Look at this as a late - but very aggressive - effort (underwritten by Google) to avoid what happened to Sports Illustrated 30 years ago. Why didn’t Time Inc., already immersed in cable TV and programming, extend its legendary “Sports Illustrated” brand into a full-time cable sports channel, rather than cede that big niche to start-up ESPN? Hearst, like other publishers, is staking its video claim now and will exploit its brands.
Meanwhile, Yahoo Screen - which has often been overlooked as Google/YouTube escalates its visibility - has also beefed up its video lineup. It has okayed second-season renewals for its slate of women’s series such as “Let’s Talk About Love,” “Reluctantly Healthy,” and “Chow Ciao!” Yahoo says its video line-up currently reaches 61 million unique visitors per month and in February, had 21 of the top 25 original online video programs. One of its women’s shows, “omg! NOW,” drew nearly 13 million unique visitors per month.
Against this background, findings from the 20th annual Arbitron/Edison study - now labeled “Navigating Digital Platforms” solidifies data we’ve seen often about online video habits. The study’s “Nontraditional TV Viewing” section notes that more than 27% percent of us (a far higher 41% in the 12 to 34 year old age bracket) have watched TV by streaming or downloading shows during the past month. It points out the impact of smartphones and tablet, with more than half of respondents saying that such devices, especially the iPhone, have had a “big impact on their lives.” Broadband access ranked up there, too, with 43% citing its “big impact” factor.

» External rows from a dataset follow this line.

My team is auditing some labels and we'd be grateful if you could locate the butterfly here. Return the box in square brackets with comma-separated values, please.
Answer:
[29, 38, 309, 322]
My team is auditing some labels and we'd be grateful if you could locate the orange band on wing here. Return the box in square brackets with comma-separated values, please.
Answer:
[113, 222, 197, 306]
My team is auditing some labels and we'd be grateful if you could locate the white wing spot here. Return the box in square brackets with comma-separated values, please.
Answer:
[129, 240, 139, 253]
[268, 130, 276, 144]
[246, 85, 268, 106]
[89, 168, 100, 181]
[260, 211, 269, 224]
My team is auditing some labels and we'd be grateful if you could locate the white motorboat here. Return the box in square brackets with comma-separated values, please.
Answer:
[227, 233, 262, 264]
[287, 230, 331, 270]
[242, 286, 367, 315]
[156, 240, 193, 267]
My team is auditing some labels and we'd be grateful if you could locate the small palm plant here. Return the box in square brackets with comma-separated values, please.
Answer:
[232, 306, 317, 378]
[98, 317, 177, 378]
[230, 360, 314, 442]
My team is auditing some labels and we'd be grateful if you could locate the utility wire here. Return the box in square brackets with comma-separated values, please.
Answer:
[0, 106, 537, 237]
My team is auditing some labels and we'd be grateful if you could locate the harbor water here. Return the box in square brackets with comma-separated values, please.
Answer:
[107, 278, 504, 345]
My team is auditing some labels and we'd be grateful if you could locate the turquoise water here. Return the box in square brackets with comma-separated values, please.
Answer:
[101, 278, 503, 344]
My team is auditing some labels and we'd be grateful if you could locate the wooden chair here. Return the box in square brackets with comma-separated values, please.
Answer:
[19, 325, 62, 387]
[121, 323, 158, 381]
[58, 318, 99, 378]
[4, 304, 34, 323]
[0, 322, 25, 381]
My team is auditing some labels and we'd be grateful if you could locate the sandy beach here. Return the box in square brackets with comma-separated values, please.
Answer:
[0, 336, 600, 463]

While such data will help us keep track of the growing importance of online viewing, the creative landscape is an even more exciting gauge. The torrent of new content and advertising initiatives reminds me of the cable programming nirvana in the early ‘80s, when each week seemed to bring forth new channels and programs (we didn’t call it content back then).
Which brings us to the Digital Content New Fronts (DCNF) - Silicon Alley’s alternative to the broadcast and cable network upfronts. Hulu, Microsoft, Aol, Yahoo and Google/YouTube will be strutting their video lineup to potential advertisers. Digitas, the integrated ad agency and another sponsor of the DCNF, has already teased the process with its own research showing how online vide engages viewers. Among the highlights: Digitas says that 53% of viewers would follow their favorite celebrity to a Web or online video series if the star skipped away from linear TV; 58% said they would watch a favorite TV show online if it posted exclusive videos.
The Digitas data also reveals fascinating generation issues - or lack thereof. Nearly half (47%) of older baby boomers - age 55-plus - say they want to see exclusive online content from their favorite TV shows. Among the 18-34 age cohort, about 69% expressed interest.
Data like that - along with the bigger issue of more online video - are reminders of why advertisers are looking at how and how much of their spending they want to shift to online video. This month’s deluge of data and drama suggest that it will be a lot.
At the expense of … whom do you think?